Только это и удалось понять. Кому, кому отдаёт? Спросить по-прежнему боязно, да и будет ли толк? Осмелилась царевна Анна. В духоте «конторки», в дурмане лекарств, копоти светильников, лампад звенели её мольбы, обращённые то к родителю, то к иконе. Слышит ли он? Через короткое время, отвечая дочери или некоему видению, молвил отчётливо:
— После…
Отрешённо умолк. Заснул? Что — после? Вспышка надежды… Досказать обещал? Встать с одра болезни? Царевны, Екатерина, вельможи долго стояли в оцепенении.
Минула ещё одна ночь — последняя ночь Петра. Он не кричал больше, погружался в покой. Люди, придавленные наступившей тишиной, не отходили. В шестом часу утра он перестал дышать.
Эпоха Петра кончилась.
Застывшее лицо на подушке, словно чужое… Страшная непохожесть ошеломила Меншикова. Горенье Петра, неустанное его поспешанье отлетели — с душой его… Умер тот, кто, мнилось, неподвластен смерти. Из всех смертных…
Екатерина рыдала, князь просил Всевышнего взять и его. Забыл огорченья, шептал слёзно… Царица обхватила за плечи, повисла.
— Нам конец, Александр, конец…
Усопший повелевал действовать, но не было сил. Пускай конец… Одинок теперь…
Ату его, пирожника!
Привольно было мальчишке, таскавшему лоток со снедью. Вознёс царь и вот — покинул. Сейчас не лоток — петля маячит. Бутурлин обманет, сам боярского корня. Всяк человек ложь, — говорил государь.
Феофилакт дочитал отходную, ушёл в залу. Там собрались вельможи, шумят… Свою волю почуяли.
Пламя свечей колыхалось, и лёгкое веяние коснулось щеки. Витает душа его… Лик Петра суров в набегающих тенях. Вспомнилось: «Ей служи!» Померещилось? Нет — вроде внятно сказал… Плач царицы несносен. Князь двинулся с места, налил ей капель, заставил выпить.
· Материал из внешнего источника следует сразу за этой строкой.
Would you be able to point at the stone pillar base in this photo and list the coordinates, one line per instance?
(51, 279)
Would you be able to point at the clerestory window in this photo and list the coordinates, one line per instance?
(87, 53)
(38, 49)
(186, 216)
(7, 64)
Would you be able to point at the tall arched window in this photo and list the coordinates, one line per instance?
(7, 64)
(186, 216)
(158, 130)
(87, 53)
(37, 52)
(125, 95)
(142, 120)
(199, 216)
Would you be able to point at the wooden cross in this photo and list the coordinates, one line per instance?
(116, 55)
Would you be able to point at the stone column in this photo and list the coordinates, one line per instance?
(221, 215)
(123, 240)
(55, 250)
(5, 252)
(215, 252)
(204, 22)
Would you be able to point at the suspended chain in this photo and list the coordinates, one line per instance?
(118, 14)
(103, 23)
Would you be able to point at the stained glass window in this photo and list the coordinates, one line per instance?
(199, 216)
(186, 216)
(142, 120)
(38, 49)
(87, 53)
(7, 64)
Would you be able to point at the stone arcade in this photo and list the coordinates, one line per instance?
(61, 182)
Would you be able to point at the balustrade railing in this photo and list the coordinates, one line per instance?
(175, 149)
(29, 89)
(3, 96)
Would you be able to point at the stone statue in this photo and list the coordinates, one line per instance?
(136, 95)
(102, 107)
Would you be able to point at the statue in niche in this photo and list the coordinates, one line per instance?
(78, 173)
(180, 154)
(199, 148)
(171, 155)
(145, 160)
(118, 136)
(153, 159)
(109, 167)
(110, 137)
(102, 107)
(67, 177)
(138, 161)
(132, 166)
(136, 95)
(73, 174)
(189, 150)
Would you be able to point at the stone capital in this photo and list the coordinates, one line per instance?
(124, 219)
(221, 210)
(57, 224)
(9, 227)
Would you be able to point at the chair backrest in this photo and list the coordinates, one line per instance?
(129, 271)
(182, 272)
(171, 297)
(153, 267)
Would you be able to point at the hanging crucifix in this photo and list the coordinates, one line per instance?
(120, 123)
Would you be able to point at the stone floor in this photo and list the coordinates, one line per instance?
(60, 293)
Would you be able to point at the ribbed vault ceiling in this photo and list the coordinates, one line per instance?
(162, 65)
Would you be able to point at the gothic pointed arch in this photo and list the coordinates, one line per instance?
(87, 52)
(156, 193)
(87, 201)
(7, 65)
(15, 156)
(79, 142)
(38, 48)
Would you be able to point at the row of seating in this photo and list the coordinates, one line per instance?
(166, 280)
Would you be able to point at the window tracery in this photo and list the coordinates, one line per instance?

Увидел себя в зеркале, ужаснулся — пришиблен, два дня небрит. Устыдило безучастное стекло. Завесил его покрывалом с кровати, шагнул к иконе, перекрестился — помоги, Господи! Три небожителя, три головы, склонённые в печали.
— Троица святая… Троица… И мы тут… Трое нас, матушка… Всё равно…
Слетело кощунственное. А если подумать, — трое и на земле российской. Он, умолкший, бессмертен. Пётр Великий, отец отечества, неразлучный, отныне и навсегда.
Поправил галстук, парик.
Между тем в зале творится небывалое. Макаров как в пещере со львами, прижат к стене, лопочет.
— Нету, ничего нету… Смутные знаки…
Никогда не терпел такого — с тех пор как его, сирого вологодского писца, Пётр вытащил в Петербург.
— Врёшь, дай сюда!
С кулаками лезут именитые. Развязал папку кабинет-секретарь, да толкнули под локоть, содержимое высыпалось. Подбирают бумаги, топчут их. Нашли, убедились — два слова различимы, и то приблизительно. Почерк странный.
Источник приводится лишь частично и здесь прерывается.